Farmers should be worming their stock based on actual risk rather than historic treatment data after Parasite Watch revealed a significant variation in worm patterns over the last four years.
Data from Parasite Watch showed last year was a consistently high year for stomach worms with average egg counts hovering at or above the 250 eggs per gram (epg) treatment threshold from March right through into the autumn.
This is in comparison to 2017 national data which didn’t see any of the monitored flocks showing counts in lambs above the treatment threshold and the highest count only reaching 150 epg in the July.
However, on a regional level the parasite situation last year varied drastically across the country.
The main regional findings from 2019 were:
- South West – There were three main stomach worm spikes in the spring (342epg), late summer (470epg) and autumn (292epg).
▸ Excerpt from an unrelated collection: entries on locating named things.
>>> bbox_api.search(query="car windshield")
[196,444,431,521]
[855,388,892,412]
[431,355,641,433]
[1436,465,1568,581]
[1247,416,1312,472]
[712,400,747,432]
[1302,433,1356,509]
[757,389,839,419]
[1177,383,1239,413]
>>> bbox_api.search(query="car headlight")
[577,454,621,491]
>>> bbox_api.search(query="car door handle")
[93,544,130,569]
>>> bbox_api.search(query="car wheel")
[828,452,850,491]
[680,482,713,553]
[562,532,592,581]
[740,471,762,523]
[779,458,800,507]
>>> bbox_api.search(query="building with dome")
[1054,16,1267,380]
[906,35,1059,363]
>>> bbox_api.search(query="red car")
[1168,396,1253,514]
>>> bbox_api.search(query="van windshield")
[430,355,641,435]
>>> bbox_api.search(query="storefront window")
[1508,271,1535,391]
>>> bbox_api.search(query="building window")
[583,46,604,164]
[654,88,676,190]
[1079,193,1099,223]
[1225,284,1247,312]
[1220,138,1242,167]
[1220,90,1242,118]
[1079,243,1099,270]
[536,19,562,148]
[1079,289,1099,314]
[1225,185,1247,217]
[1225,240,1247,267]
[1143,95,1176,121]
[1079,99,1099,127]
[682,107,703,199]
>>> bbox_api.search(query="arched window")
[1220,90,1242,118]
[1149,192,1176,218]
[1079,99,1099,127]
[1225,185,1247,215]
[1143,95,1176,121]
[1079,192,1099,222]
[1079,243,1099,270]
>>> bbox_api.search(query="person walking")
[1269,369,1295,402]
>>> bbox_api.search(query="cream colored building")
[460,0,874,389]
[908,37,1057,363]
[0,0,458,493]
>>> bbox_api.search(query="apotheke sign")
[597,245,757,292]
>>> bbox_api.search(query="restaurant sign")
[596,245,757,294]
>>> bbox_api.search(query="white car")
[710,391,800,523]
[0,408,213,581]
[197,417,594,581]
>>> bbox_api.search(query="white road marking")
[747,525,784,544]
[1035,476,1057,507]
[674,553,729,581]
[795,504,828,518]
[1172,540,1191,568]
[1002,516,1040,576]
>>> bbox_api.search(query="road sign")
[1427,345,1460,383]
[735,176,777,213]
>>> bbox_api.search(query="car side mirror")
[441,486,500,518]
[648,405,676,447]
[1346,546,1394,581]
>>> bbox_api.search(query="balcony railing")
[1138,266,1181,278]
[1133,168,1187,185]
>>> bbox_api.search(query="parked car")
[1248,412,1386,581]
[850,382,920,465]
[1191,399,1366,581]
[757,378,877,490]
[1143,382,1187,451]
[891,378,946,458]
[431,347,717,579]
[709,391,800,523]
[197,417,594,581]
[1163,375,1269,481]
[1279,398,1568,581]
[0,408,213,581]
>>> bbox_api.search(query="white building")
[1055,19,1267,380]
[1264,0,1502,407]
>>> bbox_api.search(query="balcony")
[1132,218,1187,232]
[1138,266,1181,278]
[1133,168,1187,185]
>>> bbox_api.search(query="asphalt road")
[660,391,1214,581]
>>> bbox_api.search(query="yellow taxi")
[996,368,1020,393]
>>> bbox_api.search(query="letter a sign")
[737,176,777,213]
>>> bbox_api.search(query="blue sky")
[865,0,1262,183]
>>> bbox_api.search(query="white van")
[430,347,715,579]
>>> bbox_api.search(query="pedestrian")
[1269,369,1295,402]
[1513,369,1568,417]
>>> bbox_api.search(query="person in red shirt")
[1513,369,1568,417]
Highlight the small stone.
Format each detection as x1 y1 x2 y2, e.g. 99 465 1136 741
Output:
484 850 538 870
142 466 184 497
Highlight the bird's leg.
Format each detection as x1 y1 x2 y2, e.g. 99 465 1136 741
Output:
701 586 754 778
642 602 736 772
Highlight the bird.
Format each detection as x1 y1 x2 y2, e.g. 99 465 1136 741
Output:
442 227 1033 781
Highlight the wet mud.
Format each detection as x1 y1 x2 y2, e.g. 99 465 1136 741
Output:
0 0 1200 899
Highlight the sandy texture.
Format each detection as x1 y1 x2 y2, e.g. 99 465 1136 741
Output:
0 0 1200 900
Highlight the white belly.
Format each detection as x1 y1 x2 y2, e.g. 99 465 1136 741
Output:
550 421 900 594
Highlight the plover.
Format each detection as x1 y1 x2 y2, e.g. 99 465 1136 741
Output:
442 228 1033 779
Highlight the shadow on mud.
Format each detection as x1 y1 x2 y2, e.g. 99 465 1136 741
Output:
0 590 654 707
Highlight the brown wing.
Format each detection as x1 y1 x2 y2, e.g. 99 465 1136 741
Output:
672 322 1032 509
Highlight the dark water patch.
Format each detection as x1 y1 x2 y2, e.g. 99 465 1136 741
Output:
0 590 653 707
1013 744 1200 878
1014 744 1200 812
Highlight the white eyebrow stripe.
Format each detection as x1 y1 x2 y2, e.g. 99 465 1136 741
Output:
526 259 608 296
The main Nematodirus spike was in October (175epg);
- South East – Stomach worms were high from March through to July with a peak of 711epg in September. There were few cases of Nematodirus;
- North West – Although stomach worm cases were rising throughout the spring, they didn’t hit the 250epg threshold until September when they rose to 408epg. Nematodirus peaked in May (241epg).
- North East – Stomach worms were consistently high last year with counts above the treatment threshold from March right through until the autumn and reaching a high of 505 epg in October. Nematodirus cases were low with a slight rise in cases in June, but not reaching the treatment threshold.
Veterinary consultant Fiona Lovatt, from Flock Health, said: “The data clearly shows no two years are the same, which is why it is important you don’t base treatments simply on what you have done historically.
“Last year egg counts were consistently higher in most places due in part to the warm and wet weather. However, it did vary regionally.”
Ms Lovatt added: “Routinely treating lambs is usually both unnecessary and uneconomical as well as adding to the pressure for wormer resistance to develop.”
She said treatment decisions should be based on:
- Faecal egg count tests taken at regular intervals from spring until early autumn. Samples should be taken from about 10% of the individual group being tested and should be representative (i.e. do not target individuals with dirty back-ends);
- Records of high-risk fields and situations. By keeping a record of all FEC tests, farmers can map high-risk areas of the farm and times of the year. This can help inform management strategies to reduce worm burdens or, when pasture contamination is high, to consider grazing animals elsewhere, for example;
- Monitoring lamb growth rates provides invaluable additional information;
- All sheep farmers should be engaged with a proactive vet who is interested in their sheep;
- Worm egg counts and fluke counts are dependent on the weather though the mechanisms are very different between them. Be alert to the weather and follow forecasting services such as the Zoetis Parasite Watch Scheme, which provides real time information on parasite risks.